Time: January 12th, 2017 13:30–15:00 

Venue: Conference Room 106B, Zhonghui Building (College of Economics, JNU)

About the speaker:

Chih-sheng Hsieh received his PhD degree in Economics from the Ohio State University in 2013, and currently is an Assistant Professor at the Department of Economics, Chinese University of Hong Kong. His research interests span over labor economics, health economics, and social networks. 

Abstract:

In this paper, we model network formation and network interactions under a unified framework. The key feature of our model is to allow individuals to respond to incentives stemming from interaction benefits on certain activities when they choose friends (network links), while capturing homophily in terms of unobserved characteristic variables in network formation and activities.
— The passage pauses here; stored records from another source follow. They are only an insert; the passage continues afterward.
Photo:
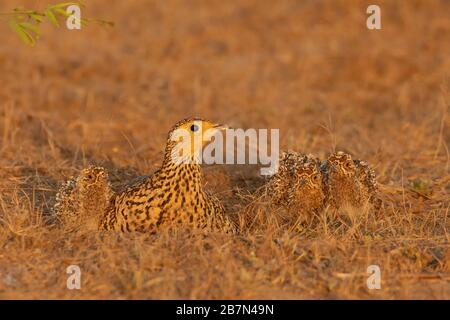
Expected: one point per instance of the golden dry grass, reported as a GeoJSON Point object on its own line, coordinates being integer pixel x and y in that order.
{"type": "Point", "coordinates": [310, 68]}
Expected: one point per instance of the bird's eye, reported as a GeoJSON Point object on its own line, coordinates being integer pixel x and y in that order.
{"type": "Point", "coordinates": [194, 128]}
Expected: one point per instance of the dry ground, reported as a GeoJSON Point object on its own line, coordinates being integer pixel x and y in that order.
{"type": "Point", "coordinates": [310, 68]}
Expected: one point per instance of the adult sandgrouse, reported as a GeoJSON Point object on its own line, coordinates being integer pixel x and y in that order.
{"type": "Point", "coordinates": [174, 193]}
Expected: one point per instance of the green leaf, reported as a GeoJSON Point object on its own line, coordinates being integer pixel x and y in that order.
{"type": "Point", "coordinates": [30, 27]}
{"type": "Point", "coordinates": [51, 17]}
{"type": "Point", "coordinates": [23, 34]}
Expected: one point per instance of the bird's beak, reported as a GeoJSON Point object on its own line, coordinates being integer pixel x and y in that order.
{"type": "Point", "coordinates": [221, 126]}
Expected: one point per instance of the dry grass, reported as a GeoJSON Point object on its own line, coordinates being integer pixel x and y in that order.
{"type": "Point", "coordinates": [310, 68]}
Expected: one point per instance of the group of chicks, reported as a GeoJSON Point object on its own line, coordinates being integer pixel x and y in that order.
{"type": "Point", "coordinates": [174, 194]}
{"type": "Point", "coordinates": [306, 186]}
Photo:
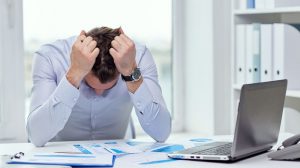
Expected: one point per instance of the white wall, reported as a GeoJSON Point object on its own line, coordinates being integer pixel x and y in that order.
{"type": "Point", "coordinates": [199, 66]}
{"type": "Point", "coordinates": [205, 68]}
{"type": "Point", "coordinates": [12, 124]}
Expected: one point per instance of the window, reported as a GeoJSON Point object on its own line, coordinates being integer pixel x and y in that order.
{"type": "Point", "coordinates": [147, 21]}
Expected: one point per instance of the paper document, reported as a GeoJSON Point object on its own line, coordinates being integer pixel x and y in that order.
{"type": "Point", "coordinates": [64, 159]}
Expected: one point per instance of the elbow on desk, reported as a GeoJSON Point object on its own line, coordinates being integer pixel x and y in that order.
{"type": "Point", "coordinates": [35, 140]}
{"type": "Point", "coordinates": [164, 132]}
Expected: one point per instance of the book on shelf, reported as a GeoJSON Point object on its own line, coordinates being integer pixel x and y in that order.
{"type": "Point", "coordinates": [267, 4]}
{"type": "Point", "coordinates": [267, 52]}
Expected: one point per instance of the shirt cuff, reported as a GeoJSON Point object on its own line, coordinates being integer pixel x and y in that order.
{"type": "Point", "coordinates": [66, 93]}
{"type": "Point", "coordinates": [142, 97]}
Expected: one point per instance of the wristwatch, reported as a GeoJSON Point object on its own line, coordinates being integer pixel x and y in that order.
{"type": "Point", "coordinates": [134, 76]}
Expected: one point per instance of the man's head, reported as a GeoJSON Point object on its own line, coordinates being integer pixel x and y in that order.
{"type": "Point", "coordinates": [104, 68]}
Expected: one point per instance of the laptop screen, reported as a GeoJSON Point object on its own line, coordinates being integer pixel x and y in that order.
{"type": "Point", "coordinates": [259, 117]}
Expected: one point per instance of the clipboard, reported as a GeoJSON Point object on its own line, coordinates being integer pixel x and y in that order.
{"type": "Point", "coordinates": [64, 159]}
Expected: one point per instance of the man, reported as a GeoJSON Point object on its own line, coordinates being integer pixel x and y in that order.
{"type": "Point", "coordinates": [84, 88]}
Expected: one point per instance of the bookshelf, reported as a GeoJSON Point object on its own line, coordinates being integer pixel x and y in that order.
{"type": "Point", "coordinates": [264, 16]}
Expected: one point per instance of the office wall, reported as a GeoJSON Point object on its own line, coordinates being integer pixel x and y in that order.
{"type": "Point", "coordinates": [12, 124]}
{"type": "Point", "coordinates": [206, 66]}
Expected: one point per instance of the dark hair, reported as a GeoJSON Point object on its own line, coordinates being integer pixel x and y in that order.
{"type": "Point", "coordinates": [104, 67]}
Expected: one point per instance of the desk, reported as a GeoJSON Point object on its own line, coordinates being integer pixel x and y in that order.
{"type": "Point", "coordinates": [260, 161]}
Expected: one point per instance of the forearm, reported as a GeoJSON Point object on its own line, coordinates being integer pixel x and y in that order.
{"type": "Point", "coordinates": [153, 115]}
{"type": "Point", "coordinates": [158, 122]}
{"type": "Point", "coordinates": [47, 119]}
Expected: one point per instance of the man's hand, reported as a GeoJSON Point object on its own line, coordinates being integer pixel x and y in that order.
{"type": "Point", "coordinates": [123, 52]}
{"type": "Point", "coordinates": [83, 56]}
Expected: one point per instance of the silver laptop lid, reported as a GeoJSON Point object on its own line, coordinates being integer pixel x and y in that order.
{"type": "Point", "coordinates": [259, 117]}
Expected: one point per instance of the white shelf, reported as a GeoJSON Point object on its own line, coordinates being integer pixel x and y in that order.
{"type": "Point", "coordinates": [286, 10]}
{"type": "Point", "coordinates": [289, 93]}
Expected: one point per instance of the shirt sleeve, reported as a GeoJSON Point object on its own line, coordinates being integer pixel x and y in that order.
{"type": "Point", "coordinates": [51, 102]}
{"type": "Point", "coordinates": [149, 103]}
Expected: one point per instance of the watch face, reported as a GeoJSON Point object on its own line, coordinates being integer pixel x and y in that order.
{"type": "Point", "coordinates": [136, 74]}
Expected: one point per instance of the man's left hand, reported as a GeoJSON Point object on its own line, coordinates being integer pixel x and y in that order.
{"type": "Point", "coordinates": [123, 51]}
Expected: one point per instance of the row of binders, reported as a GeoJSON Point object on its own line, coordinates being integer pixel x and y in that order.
{"type": "Point", "coordinates": [265, 52]}
{"type": "Point", "coordinates": [267, 4]}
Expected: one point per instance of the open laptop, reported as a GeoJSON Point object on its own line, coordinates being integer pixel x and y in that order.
{"type": "Point", "coordinates": [257, 125]}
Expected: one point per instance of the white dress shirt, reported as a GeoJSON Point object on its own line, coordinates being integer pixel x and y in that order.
{"type": "Point", "coordinates": [60, 112]}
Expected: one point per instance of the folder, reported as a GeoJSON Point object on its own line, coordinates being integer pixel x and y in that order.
{"type": "Point", "coordinates": [240, 55]}
{"type": "Point", "coordinates": [242, 4]}
{"type": "Point", "coordinates": [286, 54]}
{"type": "Point", "coordinates": [250, 4]}
{"type": "Point", "coordinates": [281, 3]}
{"type": "Point", "coordinates": [259, 4]}
{"type": "Point", "coordinates": [249, 55]}
{"type": "Point", "coordinates": [253, 53]}
{"type": "Point", "coordinates": [75, 160]}
{"type": "Point", "coordinates": [256, 52]}
{"type": "Point", "coordinates": [266, 43]}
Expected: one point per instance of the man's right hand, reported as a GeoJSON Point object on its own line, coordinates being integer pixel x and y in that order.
{"type": "Point", "coordinates": [83, 56]}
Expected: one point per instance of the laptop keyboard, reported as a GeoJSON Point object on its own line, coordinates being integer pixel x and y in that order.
{"type": "Point", "coordinates": [224, 149]}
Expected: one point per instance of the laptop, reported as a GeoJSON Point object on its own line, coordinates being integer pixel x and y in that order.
{"type": "Point", "coordinates": [257, 125]}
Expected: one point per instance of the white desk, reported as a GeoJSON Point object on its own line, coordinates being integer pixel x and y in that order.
{"type": "Point", "coordinates": [260, 161]}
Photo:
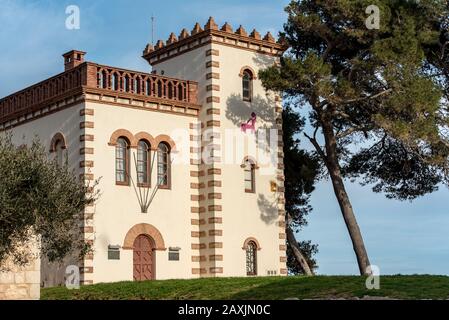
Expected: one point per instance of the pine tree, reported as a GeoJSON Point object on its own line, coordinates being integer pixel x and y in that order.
{"type": "Point", "coordinates": [377, 96]}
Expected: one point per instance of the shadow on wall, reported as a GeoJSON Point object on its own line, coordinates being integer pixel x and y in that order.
{"type": "Point", "coordinates": [239, 112]}
{"type": "Point", "coordinates": [263, 62]}
{"type": "Point", "coordinates": [268, 209]}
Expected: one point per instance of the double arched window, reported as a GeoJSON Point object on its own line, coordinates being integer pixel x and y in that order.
{"type": "Point", "coordinates": [249, 168]}
{"type": "Point", "coordinates": [145, 150]}
{"type": "Point", "coordinates": [143, 163]}
{"type": "Point", "coordinates": [247, 85]}
{"type": "Point", "coordinates": [122, 161]}
{"type": "Point", "coordinates": [58, 147]}
{"type": "Point", "coordinates": [163, 166]}
{"type": "Point", "coordinates": [251, 258]}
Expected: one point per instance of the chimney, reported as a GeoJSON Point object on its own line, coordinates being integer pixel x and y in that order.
{"type": "Point", "coordinates": [73, 59]}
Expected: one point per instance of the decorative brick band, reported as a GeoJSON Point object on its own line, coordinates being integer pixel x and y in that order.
{"type": "Point", "coordinates": [213, 99]}
{"type": "Point", "coordinates": [215, 245]}
{"type": "Point", "coordinates": [214, 208]}
{"type": "Point", "coordinates": [216, 270]}
{"type": "Point", "coordinates": [86, 137]}
{"type": "Point", "coordinates": [196, 126]}
{"type": "Point", "coordinates": [195, 162]}
{"type": "Point", "coordinates": [212, 75]}
{"type": "Point", "coordinates": [214, 183]}
{"type": "Point", "coordinates": [87, 270]}
{"type": "Point", "coordinates": [198, 246]}
{"type": "Point", "coordinates": [197, 209]}
{"type": "Point", "coordinates": [87, 151]}
{"type": "Point", "coordinates": [215, 232]}
{"type": "Point", "coordinates": [197, 173]}
{"type": "Point", "coordinates": [199, 271]}
{"type": "Point", "coordinates": [212, 52]}
{"type": "Point", "coordinates": [86, 112]}
{"type": "Point", "coordinates": [213, 87]}
{"type": "Point", "coordinates": [86, 176]}
{"type": "Point", "coordinates": [212, 64]}
{"type": "Point", "coordinates": [214, 171]}
{"type": "Point", "coordinates": [211, 111]}
{"type": "Point", "coordinates": [198, 258]}
{"type": "Point", "coordinates": [86, 164]}
{"type": "Point", "coordinates": [197, 185]}
{"type": "Point", "coordinates": [196, 197]}
{"type": "Point", "coordinates": [215, 220]}
{"type": "Point", "coordinates": [213, 123]}
{"type": "Point", "coordinates": [86, 124]}
{"type": "Point", "coordinates": [198, 234]}
{"type": "Point", "coordinates": [216, 257]}
{"type": "Point", "coordinates": [197, 222]}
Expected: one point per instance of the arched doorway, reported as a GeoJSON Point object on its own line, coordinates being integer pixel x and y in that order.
{"type": "Point", "coordinates": [144, 239]}
{"type": "Point", "coordinates": [143, 258]}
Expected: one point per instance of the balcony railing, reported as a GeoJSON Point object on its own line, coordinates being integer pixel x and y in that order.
{"type": "Point", "coordinates": [97, 77]}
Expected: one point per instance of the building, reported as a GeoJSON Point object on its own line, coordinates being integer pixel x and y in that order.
{"type": "Point", "coordinates": [178, 200]}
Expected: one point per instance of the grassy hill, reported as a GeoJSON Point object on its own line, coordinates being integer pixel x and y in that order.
{"type": "Point", "coordinates": [270, 288]}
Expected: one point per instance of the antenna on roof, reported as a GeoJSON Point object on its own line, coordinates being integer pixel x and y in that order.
{"type": "Point", "coordinates": [152, 29]}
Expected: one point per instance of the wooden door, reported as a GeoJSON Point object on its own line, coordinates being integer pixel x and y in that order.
{"type": "Point", "coordinates": [143, 259]}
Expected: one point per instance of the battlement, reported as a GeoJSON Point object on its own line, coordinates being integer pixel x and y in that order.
{"type": "Point", "coordinates": [211, 33]}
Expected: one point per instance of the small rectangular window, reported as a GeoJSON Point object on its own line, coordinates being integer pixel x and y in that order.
{"type": "Point", "coordinates": [113, 252]}
{"type": "Point", "coordinates": [173, 254]}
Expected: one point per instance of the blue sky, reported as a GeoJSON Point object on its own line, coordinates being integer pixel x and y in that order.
{"type": "Point", "coordinates": [401, 237]}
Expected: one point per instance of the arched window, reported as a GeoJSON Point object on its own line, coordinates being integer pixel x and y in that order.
{"type": "Point", "coordinates": [121, 161]}
{"type": "Point", "coordinates": [251, 258]}
{"type": "Point", "coordinates": [143, 163]}
{"type": "Point", "coordinates": [163, 166]}
{"type": "Point", "coordinates": [60, 153]}
{"type": "Point", "coordinates": [247, 85]}
{"type": "Point", "coordinates": [250, 176]}
{"type": "Point", "coordinates": [58, 147]}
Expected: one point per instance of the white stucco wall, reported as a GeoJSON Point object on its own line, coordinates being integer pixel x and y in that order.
{"type": "Point", "coordinates": [65, 121]}
{"type": "Point", "coordinates": [118, 210]}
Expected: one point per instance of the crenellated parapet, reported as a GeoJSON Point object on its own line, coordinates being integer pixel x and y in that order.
{"type": "Point", "coordinates": [211, 33]}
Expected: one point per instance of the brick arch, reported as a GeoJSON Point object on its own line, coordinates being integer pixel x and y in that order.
{"type": "Point", "coordinates": [122, 133]}
{"type": "Point", "coordinates": [250, 159]}
{"type": "Point", "coordinates": [58, 137]}
{"type": "Point", "coordinates": [164, 138]}
{"type": "Point", "coordinates": [245, 244]}
{"type": "Point", "coordinates": [145, 229]}
{"type": "Point", "coordinates": [148, 138]}
{"type": "Point", "coordinates": [254, 74]}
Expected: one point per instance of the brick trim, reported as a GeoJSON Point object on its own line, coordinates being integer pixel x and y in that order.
{"type": "Point", "coordinates": [86, 137]}
{"type": "Point", "coordinates": [213, 99]}
{"type": "Point", "coordinates": [211, 111]}
{"type": "Point", "coordinates": [212, 52]}
{"type": "Point", "coordinates": [213, 87]}
{"type": "Point", "coordinates": [212, 64]}
{"type": "Point", "coordinates": [86, 112]}
{"type": "Point", "coordinates": [87, 125]}
{"type": "Point", "coordinates": [212, 75]}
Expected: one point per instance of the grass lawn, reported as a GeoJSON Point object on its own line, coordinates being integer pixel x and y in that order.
{"type": "Point", "coordinates": [270, 288]}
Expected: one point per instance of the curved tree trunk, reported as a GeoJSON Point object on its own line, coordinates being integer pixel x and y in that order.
{"type": "Point", "coordinates": [297, 252]}
{"type": "Point", "coordinates": [333, 166]}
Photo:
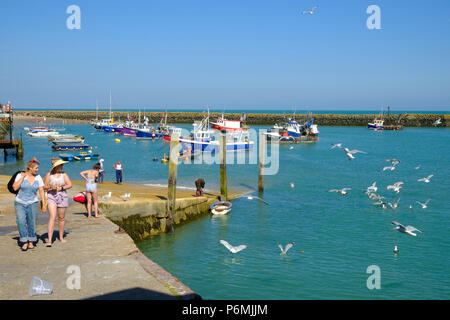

There are two advantages of this modeling approach: first, one can evaluate whether incentives from certain interactions are important factors for friendship formation or not. Second, in addition to homophily effects in terms of unobserved characteristics, inclusion of incentive effects in the network formulation also corrects possible friendship selection bias on activity outcomes under network interactions. A theoretical foundation of this unified model is based on a complete information cooperative game. A tractable Bayesian MCMC approach is proposed for the estimation of the model. We apply the model to empirically study American high school students’ friendship networks with the Add Health data. We consider two activity variables, GPA and smoking frequency, and find a significant incentive effect from GPA, but not from smoking, on friendship formation. These results suggest that the benefit of interactions in academic learning is an important factor for friendship formation, while the interaction benefit in smoking is not, even though homophily in smoking behavior is important for a smoker to link to other smokers. On the other hand, from the perspective of network interactions, both GPA and smoking frequency are subject to significant positive interaction (peer) effects.